Profiling and Benchmarking
Inference and tagging of a product as anomalous or not must be completed at maximum 100ms ensuring a throughput of 10 products per second. The generation of embeddings for the pretrained CNN unsupervised model is for a 224x224 image on the order of 10ms without any optimization (fp32) or batching. The vector store is able to perform nearest neighbors search in approx 10ms-15ms (P99) latency for a 2048-dim vector.
Recommended Hyper-edge Compute Nodes
The compute nodes are selected based on the following criteria:- Hybrid cloud deployment: with a mix of on-prem and cloud nodes.
- Redundancy: to ensure that the inference pipeline is always available.
- Security: to ensure that the inference pipeline is secure.
- Ruggedness: to ensure that the inference pipeline is able to withstand harsh manufacturing environments.

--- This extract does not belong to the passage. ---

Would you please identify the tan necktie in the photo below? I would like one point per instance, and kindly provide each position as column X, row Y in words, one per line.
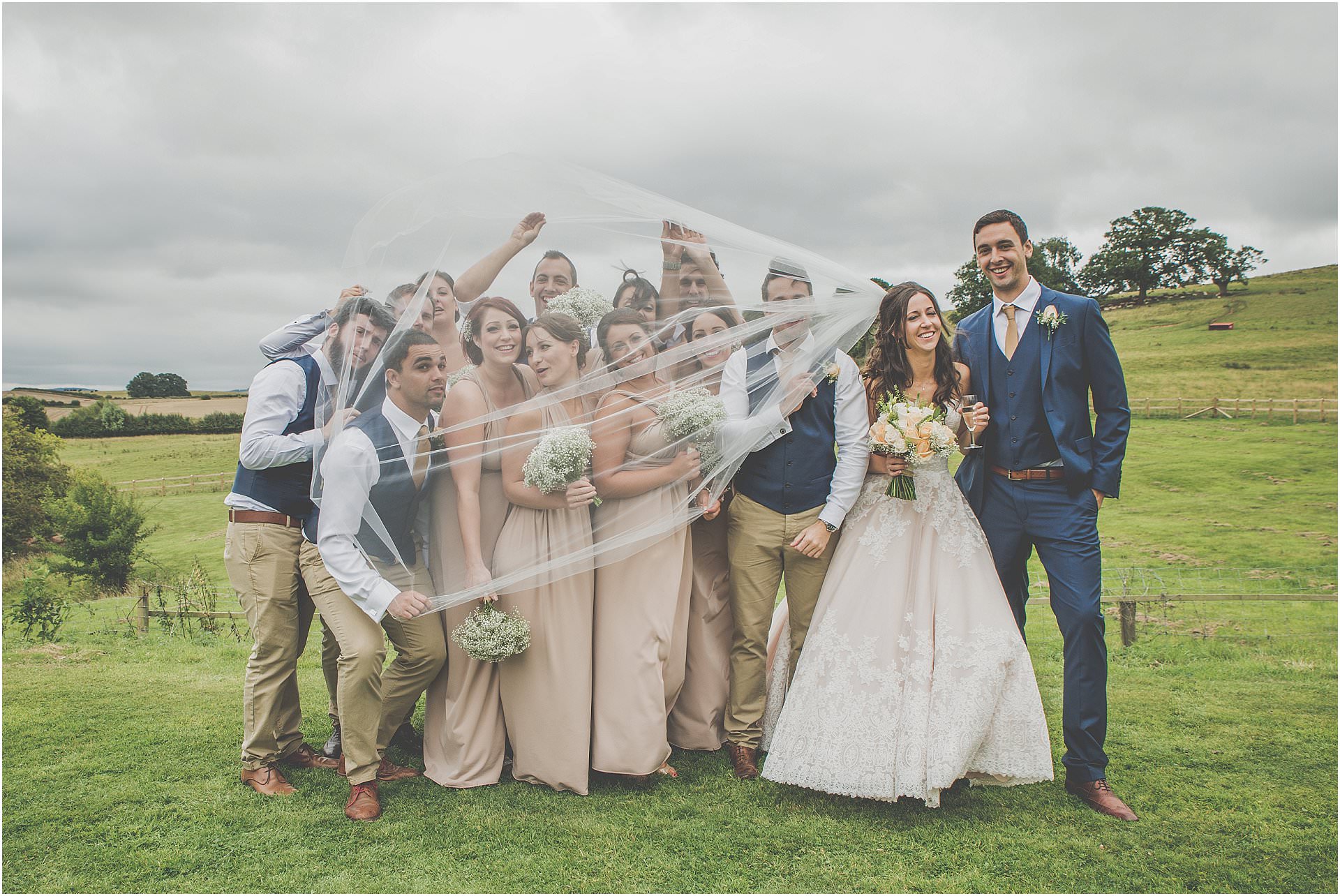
column 421, row 449
column 1011, row 331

Inference Pipeline Options
Option 1 - Deepstream SDK
This option uses a well-known framework for real-time computer vision by NVIDIA and assumes an NVIDIA accelerator card with memory sized to handle the embeddings generated by the pretrained CNN model and a small batching factor. The framework is itself based on GStreamer and is capable of handling multiple video streams in parallel, paving the way for amortizing the cost of the accelerators over multiple manufacturing machines. The Deepstream SDK is hosted in a containerized environment and is capable of interfacing with the vector store and the analytics subsystem.